INDIANAPOLIS -- The NCAA said Thursday it expects Penn State to answer a handful of crucial questions stemming from the child sex-abuse case against Jerry Sandusky, any of which could result in sanctions against the school.

Whether that could include the so-called "death penalty" -- where a program is shut down -- seems unlikely, at least for now. That has happened just once, against SMU back in the 1980s. Current NCAA rules limit the penalty to colleges already on probation that commit another major violation.

But NCAA leaders have indicated in recent months they are willing to use harsher penalties for the worst offenses. That includes postseason and TV bans, which haven't been used extensively since the 1980s.

Ohio State is banned from playing in a bowl game this season as a result of the "failure to monitor" charge that followed coach Jim Tressel's admission that he knew several of his star players were trading memorabilia for cash and tattoos in violation of NCAA rules and did not report it. The Buckeyes also vacated the 2010 season and were hit with NCAA probation and a loss of scholarships. Southern California was banned from the postseason for two years and stripped of 30 scholarships following the Reggie Bush scandal.

Still pending before the NCAA is the Miami case involving booster Nevin Shapiro.

NCAA president Mark Emmert told Penn State in November that the organization would be examining the "exercise of institutional control" within the athletic department, and said it was clear that "deceitful and dishonest behavior" could be considered a violation of ethics rules. So, too, could a failure to exhibit moral values.

A searing report, commissioned by Penn State, found that beloved coach Joe Paterno had helped hush up allegations of child sex abuse against a former assistant.
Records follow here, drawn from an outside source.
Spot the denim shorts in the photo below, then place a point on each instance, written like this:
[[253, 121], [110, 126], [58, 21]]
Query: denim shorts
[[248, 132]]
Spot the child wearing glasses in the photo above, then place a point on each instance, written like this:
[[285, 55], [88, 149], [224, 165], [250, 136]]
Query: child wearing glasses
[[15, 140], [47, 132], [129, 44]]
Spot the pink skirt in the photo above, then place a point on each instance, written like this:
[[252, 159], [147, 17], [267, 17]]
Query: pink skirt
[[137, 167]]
The report by former FBI Director Louis Freeh concluded that Paterno and three former administrators -- President Graham Spanier, athletic director Tim Curley and vice president Gary Schultz -- "repeatedly concealed critical facts relating to Sandusky's child abuse."

Sandusky is awaiting sentencing after being convicted of 45 criminal counts for abusing 10 boys over a number of years. Paterno died of lung cancer in January.
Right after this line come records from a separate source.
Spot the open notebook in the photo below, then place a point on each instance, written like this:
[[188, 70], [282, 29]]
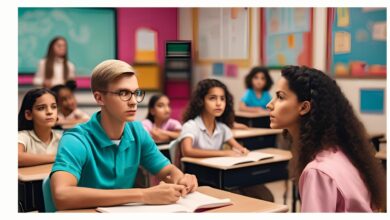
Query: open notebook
[[230, 161], [193, 202]]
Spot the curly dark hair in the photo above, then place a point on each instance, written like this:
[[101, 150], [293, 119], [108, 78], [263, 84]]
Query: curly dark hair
[[196, 104], [253, 72], [27, 104], [332, 122], [50, 56]]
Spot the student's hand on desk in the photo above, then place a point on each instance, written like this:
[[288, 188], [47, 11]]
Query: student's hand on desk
[[238, 152], [242, 150], [158, 135], [164, 193], [190, 183]]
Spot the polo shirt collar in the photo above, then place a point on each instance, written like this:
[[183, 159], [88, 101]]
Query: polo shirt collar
[[97, 132], [198, 120]]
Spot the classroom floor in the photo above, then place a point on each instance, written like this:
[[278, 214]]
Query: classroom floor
[[278, 188]]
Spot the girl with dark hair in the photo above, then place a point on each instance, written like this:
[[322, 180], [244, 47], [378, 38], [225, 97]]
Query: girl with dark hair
[[55, 68], [69, 115], [37, 142], [158, 121], [208, 119], [333, 160], [258, 82]]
"Like everyone else, we are reviewing the final report for the first time," said Bob Williams, the NCAA's vice president of communications. The "university has four key questions, concerning compliance with institutional control and ethics policies, to which it now needs to respond. Penn State's response to the letter will inform our next steps, including whether or not to take further action."
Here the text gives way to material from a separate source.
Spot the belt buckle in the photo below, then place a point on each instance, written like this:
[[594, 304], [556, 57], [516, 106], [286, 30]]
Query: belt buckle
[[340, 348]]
Likely of particular interest to the NCAA were the report's conclusions that the school had "decentralized and uneven" oversight of compliance issues -- laws, regulations, policies and procedures.

"Certain departments monitored their own compliance issues with very limited resources," the report found. Ensuring compliance with the federal Clery Act, which requires the reporting of crimes, was handled by someone with "minimal time."

"One of the most challenging tasks confronting the university," the report added, "is an open, honest and thorough examination of the culture that underlies the failure of Penn State's most powerful leaders to respond appropriately to Sandusky's crimes."

Dry stuff, perhaps, but potentially dangerous for Penn State's football program -- or athletic department -- should the NCAA decide there are major violations that are the result of a lack of institutional control or a failure to promote an atmosphere of compliance.

"The NCAA will, I'm sure as their statement indicates, be working through the report of Judge Freeh, and we'll have an opportunity to respond to the letter that I received from Dr. Emmert back in November," Penn State President Rodney Erickson said. "Now that we have Judge Freeh's report, we're in much better position to respond to the list of questions that Dr. Emmert sent us, at that point, and we will be doing so over the next couple weeks."

Hours after the report was issued, the NCAA again touted its eight-month old partnership with Stop It Now, a child sex-abuse prevention organization, to provide member schools with resources and "foster an environment in which that abuse is reported."